Money and bedroom acrobatics indeed. It ain't his personality, looks or parenting skills, I can tell you that!

SonOfABrisketMaker's picture

When I was young and incredibly stupid, I almost lost an eye to a novelty lighter. Even now, 20 years later, I am horrified of what almost happened and in awe of my incredible dumb luck. I get the same feeling about my marriage to my DH every time I see these kinds of stories. I walked into this relationship with absolutely no idea that this is so common in modern mixed families.

still learning's picture

""Let her just TRY IT."

Oh she will and it will only get worse. Poor delusional woman Sad Can't say she wasn't warned.

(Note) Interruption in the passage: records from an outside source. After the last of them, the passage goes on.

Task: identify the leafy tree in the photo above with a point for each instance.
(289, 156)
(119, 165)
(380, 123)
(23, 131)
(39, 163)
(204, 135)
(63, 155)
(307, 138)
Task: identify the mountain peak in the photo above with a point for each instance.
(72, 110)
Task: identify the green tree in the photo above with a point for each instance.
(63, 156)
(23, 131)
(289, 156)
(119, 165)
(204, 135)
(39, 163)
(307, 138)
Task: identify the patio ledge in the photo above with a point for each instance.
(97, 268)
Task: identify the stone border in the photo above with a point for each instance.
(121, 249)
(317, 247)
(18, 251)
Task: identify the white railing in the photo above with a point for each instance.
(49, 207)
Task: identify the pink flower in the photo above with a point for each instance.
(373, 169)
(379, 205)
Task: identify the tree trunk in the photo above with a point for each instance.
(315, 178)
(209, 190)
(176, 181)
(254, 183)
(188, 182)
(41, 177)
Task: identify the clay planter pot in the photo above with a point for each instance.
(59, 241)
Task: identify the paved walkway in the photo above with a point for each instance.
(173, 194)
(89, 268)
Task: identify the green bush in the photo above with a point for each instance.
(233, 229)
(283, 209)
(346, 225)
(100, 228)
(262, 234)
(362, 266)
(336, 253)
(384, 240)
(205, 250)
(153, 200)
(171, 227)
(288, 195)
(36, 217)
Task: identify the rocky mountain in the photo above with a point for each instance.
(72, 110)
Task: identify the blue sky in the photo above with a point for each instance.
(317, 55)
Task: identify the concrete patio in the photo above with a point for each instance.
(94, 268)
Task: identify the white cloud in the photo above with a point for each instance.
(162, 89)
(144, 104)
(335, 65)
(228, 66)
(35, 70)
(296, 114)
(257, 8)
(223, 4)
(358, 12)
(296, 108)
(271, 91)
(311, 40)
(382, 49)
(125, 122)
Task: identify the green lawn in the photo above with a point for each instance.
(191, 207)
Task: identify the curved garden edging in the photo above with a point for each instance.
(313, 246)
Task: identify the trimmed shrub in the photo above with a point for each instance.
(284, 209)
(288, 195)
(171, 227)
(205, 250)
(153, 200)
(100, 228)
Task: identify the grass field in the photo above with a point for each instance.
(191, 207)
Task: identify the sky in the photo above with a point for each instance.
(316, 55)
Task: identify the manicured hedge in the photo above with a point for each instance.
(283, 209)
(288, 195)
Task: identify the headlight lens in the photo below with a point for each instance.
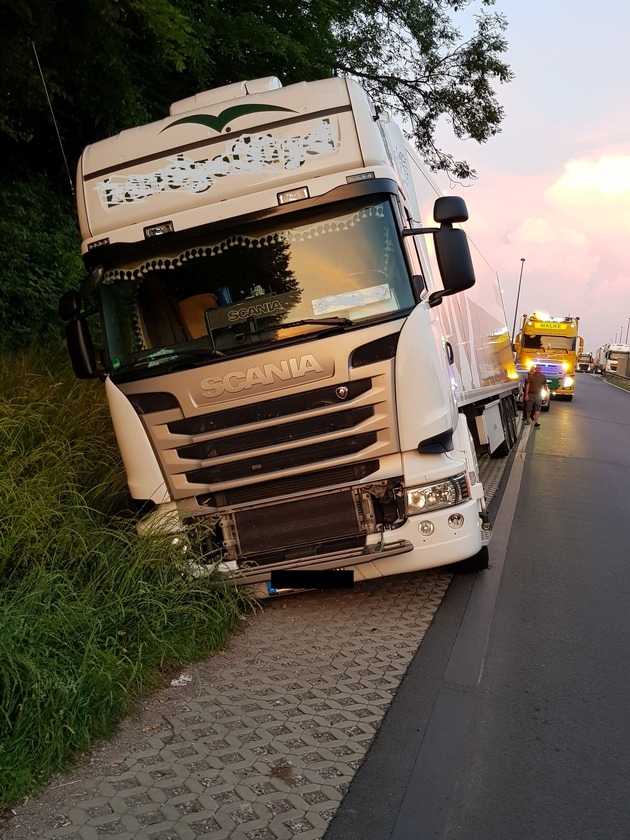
(446, 493)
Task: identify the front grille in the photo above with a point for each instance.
(282, 460)
(270, 409)
(292, 484)
(298, 524)
(274, 435)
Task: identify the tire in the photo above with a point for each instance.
(477, 563)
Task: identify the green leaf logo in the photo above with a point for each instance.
(219, 122)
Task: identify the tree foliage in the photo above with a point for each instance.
(112, 64)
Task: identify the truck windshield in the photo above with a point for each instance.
(548, 342)
(228, 293)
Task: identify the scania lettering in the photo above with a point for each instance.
(291, 350)
(241, 381)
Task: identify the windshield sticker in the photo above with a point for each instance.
(249, 153)
(351, 300)
(267, 306)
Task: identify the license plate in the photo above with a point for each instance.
(310, 579)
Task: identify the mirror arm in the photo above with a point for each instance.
(435, 298)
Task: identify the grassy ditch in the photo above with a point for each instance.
(89, 613)
(620, 381)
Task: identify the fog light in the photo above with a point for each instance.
(158, 230)
(426, 528)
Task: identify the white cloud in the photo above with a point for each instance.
(539, 230)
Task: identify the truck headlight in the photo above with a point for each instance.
(445, 493)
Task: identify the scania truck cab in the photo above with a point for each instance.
(290, 353)
(545, 339)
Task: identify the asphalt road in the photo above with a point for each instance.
(522, 730)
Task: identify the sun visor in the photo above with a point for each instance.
(232, 149)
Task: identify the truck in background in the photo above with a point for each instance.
(289, 352)
(613, 358)
(544, 339)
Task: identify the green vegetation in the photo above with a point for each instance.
(89, 613)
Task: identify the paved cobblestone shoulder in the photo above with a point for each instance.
(262, 742)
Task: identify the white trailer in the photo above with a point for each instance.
(289, 351)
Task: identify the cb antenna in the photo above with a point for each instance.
(52, 114)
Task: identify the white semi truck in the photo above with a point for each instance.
(289, 352)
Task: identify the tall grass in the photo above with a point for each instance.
(89, 612)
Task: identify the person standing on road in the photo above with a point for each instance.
(534, 384)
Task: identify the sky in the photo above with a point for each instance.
(554, 185)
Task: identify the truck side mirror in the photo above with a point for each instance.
(78, 338)
(451, 247)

GhostWhoCooksDinner's picture

Right? Just wait till she moves in! Then gets engaged. Then married. She obviously learned NOTHING from my whole ordeal.

moving_on_again's picture

Does that ever make you wonder if it's because people don't believe us when we talk about how bad it is/was? My aunt said, "Oh, you just don't like BM because she's your fiancé's ex." I said, "No, I have never spoken a bad word about his second ex-wife, because she's not crazy!"

advice.only2's picture

I really keep hoping the Ann chronicles are just for our entertainment, sadly I know that's not the case.

Maxwell09's picture

It's sad we all knew this was going to happen and foolish Ann didn't take the advice given to her. Every one wants to be special--everyone wants to be the stepmom that lived happily every after **eyeroll** How many generations of stepmoms have to go down the toilet before everyone accepts this gig is sh!t

Acratopotes's picture

I hope you told ANN that now she's on the radar and they will look at her with a close eye and she must think of Chris...

on the other hand, I hope they take Chris from her and send him to his Dad or me for that matter, that poor boy deserve so much more

GhostWhoCooksDinner's picture

I also told her that this is most likely the first of many, and the accusations will only get more outlandish. Meh. She literally shrugged when i told her that. She'll see.